Nur nachdem ich ihnen eine umfassende
Darstellung meiner Person und des Vereins Borderline
Sicilia sowie detaillierte Informationen in Bezug auf das Asylverfahren
gegeben hatte, ist es mir gelungen, ihr Vertrauen zu gewinnen und ihren
Erzählungen zu lauschen. So habe ich erst am Ende unserer Begegnung
herausgefunden, dass es nachvollziehbare Gründe für ihren Widerstand gab.
Das erste große Anliegen, von welchem sie mir
berichten, bezieht sich auf den Besitz von Dokumenten: Sie sagen mir, dass
keiner von ihnen eine zeitlich-begrenzte Aufenthaltsgenehmigung hat. Ich frage
sie, ob sie das C3-Formular ausgefüllt haben und erkläre ihnen, um was es sich
handelt. Keiner von ihnen scheint ein Problem damit zu haben, meine Frage zu verneinen
und sie fügen hinzu nur für die Identifizierung ins Polizeipräsidium gebracht
worden zu sein.
Es wird deutlich, dass sie keine Vorstellung
haben wie das Verfahren der Asylbeantragung funktioniert und als ich sie frage,
ob ein Treffen mit einen Rechtsberater stattgefunden hat, berichten sie mir,
dass sie einen Anwalt getroffen hätten, welcher nur einmal im Zentrum erschienen
sei. Dieser habe ihnen ausschließlich Informationen zur Einrichtung gegeben und
habe darauf hingewiesen, dass ihr Aufenthalt hier aufgrund ihrer „Notfallfunktion“
nur zeitlich begrenzt sei.
Natürlich haben sie angefangen mich zu
fragen, warum sie noch dort seien und erzählen mir, dass wenn sie versuchen
würden Informationen von den Angestellten zu erhalten, Dokumente einzufordern oder
nach Taschengeld zu fragen (welches nur aufgrund ihrer Proteste von monatlich 30
Euro über 40, auf schließlich 50 Euro erhöht wurde) man ihnen antworte, dass
wenn sie Probleme hätten, das Zentrum dafür sorgen würde, sie zurück nach
Afrika zu schicken oder man sie der Regionalbehörde melden würde um eine
Ablehnung ihrer Asylanträge zu erwirken.
Leider sind diese Art der Drohungen keine
Neuigkeit innerhalb dieser Zentren in welchen man versucht die Ordnung mit
Psychoterror zu bewahren, aber in diesem Falle, vorausgesetzt die Aussagen der Jugendlichen
bewahrheiten sich, ginge es in Richtung einer verwerflichen Einschüchterung.
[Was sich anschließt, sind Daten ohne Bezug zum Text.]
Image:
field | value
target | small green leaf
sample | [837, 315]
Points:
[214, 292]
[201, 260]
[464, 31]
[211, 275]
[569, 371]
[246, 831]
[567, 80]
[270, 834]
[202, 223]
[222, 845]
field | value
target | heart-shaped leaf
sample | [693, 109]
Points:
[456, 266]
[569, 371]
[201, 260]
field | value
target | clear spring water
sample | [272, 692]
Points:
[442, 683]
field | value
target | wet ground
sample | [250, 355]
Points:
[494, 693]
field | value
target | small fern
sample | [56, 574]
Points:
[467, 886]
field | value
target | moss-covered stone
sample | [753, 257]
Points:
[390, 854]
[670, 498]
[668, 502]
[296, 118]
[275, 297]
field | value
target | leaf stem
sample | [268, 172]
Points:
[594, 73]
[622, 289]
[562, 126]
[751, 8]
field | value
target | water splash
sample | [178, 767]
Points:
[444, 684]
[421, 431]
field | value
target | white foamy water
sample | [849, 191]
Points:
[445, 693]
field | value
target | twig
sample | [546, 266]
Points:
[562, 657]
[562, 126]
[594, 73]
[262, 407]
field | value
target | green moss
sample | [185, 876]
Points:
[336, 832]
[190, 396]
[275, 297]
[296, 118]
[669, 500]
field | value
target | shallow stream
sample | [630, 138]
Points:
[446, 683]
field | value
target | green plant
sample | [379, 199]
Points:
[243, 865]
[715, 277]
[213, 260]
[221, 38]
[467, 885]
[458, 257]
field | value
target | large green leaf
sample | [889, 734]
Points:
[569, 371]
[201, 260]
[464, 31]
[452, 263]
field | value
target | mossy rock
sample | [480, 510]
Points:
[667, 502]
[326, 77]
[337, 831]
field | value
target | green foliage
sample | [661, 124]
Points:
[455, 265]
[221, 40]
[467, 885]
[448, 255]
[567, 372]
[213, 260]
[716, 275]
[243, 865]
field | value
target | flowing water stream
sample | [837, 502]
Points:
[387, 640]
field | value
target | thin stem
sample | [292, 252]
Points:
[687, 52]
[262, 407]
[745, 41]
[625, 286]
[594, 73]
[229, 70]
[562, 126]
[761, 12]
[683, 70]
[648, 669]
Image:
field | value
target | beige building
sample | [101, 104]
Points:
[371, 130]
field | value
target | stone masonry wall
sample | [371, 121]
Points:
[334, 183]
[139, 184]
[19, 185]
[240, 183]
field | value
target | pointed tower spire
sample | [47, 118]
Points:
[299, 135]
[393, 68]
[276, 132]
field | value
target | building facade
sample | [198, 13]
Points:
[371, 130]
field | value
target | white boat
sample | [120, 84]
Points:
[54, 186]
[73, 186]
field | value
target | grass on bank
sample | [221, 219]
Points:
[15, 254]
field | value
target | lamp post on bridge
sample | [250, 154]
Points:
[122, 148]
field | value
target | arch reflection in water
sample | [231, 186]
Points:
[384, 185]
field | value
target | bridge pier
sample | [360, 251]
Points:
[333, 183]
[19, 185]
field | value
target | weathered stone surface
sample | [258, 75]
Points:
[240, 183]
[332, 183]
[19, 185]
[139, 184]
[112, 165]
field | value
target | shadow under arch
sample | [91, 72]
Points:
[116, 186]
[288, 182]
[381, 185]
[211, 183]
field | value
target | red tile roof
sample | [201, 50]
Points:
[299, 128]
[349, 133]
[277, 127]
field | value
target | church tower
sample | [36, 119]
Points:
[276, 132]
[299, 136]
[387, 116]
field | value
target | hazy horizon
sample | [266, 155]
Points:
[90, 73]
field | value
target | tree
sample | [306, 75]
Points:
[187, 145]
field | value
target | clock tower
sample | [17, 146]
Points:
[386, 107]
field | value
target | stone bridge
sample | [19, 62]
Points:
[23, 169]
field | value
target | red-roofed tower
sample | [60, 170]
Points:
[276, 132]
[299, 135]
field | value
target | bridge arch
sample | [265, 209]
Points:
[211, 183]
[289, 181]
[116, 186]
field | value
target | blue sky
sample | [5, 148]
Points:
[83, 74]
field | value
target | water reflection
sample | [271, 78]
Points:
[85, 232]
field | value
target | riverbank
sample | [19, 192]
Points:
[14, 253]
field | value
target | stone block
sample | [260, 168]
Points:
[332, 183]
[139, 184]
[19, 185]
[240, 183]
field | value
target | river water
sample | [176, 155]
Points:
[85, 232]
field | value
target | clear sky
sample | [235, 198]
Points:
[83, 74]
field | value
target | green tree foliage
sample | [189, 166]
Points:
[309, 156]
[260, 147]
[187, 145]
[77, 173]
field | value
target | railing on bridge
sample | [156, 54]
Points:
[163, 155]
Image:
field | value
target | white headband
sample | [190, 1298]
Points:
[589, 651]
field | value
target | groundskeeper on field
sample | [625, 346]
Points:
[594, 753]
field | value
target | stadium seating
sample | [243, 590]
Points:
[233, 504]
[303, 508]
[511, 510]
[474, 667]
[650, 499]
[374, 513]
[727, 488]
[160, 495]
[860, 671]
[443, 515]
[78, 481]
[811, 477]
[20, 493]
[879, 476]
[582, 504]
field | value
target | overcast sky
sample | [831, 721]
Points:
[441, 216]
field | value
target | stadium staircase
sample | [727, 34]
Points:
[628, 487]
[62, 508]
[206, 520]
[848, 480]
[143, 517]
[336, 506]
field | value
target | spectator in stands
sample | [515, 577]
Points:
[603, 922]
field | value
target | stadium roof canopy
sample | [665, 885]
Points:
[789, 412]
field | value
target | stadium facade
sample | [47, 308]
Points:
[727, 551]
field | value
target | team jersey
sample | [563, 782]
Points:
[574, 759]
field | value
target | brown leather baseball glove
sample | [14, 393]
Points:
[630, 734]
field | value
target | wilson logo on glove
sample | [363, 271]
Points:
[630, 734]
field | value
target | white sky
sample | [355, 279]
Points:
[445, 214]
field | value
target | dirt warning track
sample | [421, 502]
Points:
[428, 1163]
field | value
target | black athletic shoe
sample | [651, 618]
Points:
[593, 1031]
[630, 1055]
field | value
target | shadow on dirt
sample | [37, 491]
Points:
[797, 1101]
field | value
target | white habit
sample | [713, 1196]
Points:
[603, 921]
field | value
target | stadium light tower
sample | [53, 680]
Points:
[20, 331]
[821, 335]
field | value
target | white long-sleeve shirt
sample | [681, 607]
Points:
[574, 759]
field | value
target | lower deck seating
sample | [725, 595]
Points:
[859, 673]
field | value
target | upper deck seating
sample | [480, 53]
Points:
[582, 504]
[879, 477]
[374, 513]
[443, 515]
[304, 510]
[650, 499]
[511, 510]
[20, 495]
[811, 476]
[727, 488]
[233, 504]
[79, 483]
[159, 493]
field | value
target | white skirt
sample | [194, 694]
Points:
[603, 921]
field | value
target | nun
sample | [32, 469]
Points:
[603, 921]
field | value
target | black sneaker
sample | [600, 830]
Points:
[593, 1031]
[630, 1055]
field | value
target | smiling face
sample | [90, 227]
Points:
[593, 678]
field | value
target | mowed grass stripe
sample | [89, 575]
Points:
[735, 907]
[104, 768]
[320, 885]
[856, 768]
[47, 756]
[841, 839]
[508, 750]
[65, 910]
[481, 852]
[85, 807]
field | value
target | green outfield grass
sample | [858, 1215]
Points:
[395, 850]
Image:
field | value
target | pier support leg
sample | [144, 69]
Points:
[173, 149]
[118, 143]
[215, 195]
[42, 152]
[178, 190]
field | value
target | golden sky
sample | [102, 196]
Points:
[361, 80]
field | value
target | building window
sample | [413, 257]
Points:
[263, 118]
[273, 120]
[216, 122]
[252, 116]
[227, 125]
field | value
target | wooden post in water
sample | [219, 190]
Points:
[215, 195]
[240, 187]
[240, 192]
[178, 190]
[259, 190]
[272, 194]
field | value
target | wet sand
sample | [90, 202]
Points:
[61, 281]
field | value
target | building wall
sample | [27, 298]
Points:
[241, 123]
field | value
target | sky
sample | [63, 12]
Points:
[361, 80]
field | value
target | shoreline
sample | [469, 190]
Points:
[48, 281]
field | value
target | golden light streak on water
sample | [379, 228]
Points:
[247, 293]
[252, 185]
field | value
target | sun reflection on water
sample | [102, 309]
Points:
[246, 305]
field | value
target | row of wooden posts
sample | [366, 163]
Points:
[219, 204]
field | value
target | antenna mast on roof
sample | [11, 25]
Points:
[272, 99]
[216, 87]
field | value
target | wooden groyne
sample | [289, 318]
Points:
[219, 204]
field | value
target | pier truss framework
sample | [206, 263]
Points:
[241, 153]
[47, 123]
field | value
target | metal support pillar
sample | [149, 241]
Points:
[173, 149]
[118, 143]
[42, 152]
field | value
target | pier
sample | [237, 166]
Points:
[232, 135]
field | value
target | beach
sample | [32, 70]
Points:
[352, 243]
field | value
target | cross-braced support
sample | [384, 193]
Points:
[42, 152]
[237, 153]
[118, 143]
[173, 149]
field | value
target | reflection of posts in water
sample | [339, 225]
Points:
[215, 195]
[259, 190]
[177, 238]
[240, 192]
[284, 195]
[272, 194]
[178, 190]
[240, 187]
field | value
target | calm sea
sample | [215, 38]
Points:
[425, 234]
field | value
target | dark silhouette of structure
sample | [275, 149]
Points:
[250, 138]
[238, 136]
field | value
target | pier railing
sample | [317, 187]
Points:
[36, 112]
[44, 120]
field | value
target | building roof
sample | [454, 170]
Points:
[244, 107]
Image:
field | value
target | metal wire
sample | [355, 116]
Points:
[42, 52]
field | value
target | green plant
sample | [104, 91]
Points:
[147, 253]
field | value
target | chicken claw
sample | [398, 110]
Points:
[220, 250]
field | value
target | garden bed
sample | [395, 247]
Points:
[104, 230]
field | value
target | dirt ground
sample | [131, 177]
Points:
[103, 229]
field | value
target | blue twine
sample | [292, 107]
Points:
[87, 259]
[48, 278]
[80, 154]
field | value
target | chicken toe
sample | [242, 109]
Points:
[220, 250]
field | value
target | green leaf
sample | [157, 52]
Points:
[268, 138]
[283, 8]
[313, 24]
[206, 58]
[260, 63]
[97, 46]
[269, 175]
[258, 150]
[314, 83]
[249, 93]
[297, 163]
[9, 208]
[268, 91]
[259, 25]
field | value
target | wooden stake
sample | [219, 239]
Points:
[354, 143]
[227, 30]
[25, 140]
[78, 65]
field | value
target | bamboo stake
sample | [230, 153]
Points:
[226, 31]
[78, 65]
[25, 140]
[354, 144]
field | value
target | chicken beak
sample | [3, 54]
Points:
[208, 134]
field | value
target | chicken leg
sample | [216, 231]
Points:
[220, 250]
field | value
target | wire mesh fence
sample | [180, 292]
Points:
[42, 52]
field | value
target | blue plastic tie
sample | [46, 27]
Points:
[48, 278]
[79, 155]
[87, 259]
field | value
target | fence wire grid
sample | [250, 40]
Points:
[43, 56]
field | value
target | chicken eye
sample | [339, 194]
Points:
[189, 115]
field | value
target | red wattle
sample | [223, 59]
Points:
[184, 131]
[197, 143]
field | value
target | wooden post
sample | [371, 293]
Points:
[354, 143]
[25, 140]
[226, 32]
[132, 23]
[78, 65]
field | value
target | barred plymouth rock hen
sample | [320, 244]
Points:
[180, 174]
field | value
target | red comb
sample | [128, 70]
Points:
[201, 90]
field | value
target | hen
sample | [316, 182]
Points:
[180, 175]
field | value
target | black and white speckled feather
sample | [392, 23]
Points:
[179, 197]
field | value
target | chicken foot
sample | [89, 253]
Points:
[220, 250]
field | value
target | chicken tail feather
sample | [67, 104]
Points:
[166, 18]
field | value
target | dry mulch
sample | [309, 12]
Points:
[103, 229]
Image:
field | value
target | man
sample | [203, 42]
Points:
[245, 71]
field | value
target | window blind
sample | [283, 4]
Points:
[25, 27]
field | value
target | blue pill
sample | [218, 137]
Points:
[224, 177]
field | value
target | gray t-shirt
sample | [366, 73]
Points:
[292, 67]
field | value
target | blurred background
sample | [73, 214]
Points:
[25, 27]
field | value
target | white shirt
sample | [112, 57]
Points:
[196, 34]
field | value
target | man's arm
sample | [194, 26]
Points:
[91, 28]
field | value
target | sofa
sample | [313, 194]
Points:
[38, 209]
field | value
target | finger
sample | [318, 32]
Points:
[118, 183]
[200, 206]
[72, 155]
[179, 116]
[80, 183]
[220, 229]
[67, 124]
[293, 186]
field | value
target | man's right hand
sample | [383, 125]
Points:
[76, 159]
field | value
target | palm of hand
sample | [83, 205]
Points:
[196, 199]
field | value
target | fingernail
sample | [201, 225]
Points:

Alle Anwesenden bestätigen mir diese Aussage,
bekräftigend nochmals dass sie jedes Mal eine hässliche Antwort erhalten, wenn
sie ein Anliegen vortragen und es schwarz auf weiß haben wollen, ob sie tatsächlich
nach Afrika zurückgesendet werden können.
Dann erzählen sie mir von der Schule. Sie
wissen, dass diese für sie wichtig ist und sagen mir, dass es keinen internen
Kurs gibt, sie aber wohl alle in einem Abendkurs für Italienisch in Mazara 2 eingetragen
seien, welcher von einem Professionellen Regionalzentrum organisiert wird. Hier
hielten sie sich jeden Tag von 15 bis 19 Uhr auf. An dieser Stelle sollte
erwähnt werden, dass dieses Gebiet, welches sich circa 4 Kilometer vom ex-Hotel
Ruggero befindet, seit Jahren eine Hochburg von Drogenhandel und
Lokalkriminalität ist.
Die Jugendlichen beklagen
die schlechte Qualität der Kleidung und des Essens sowie ablaufende Hygieneprodukte.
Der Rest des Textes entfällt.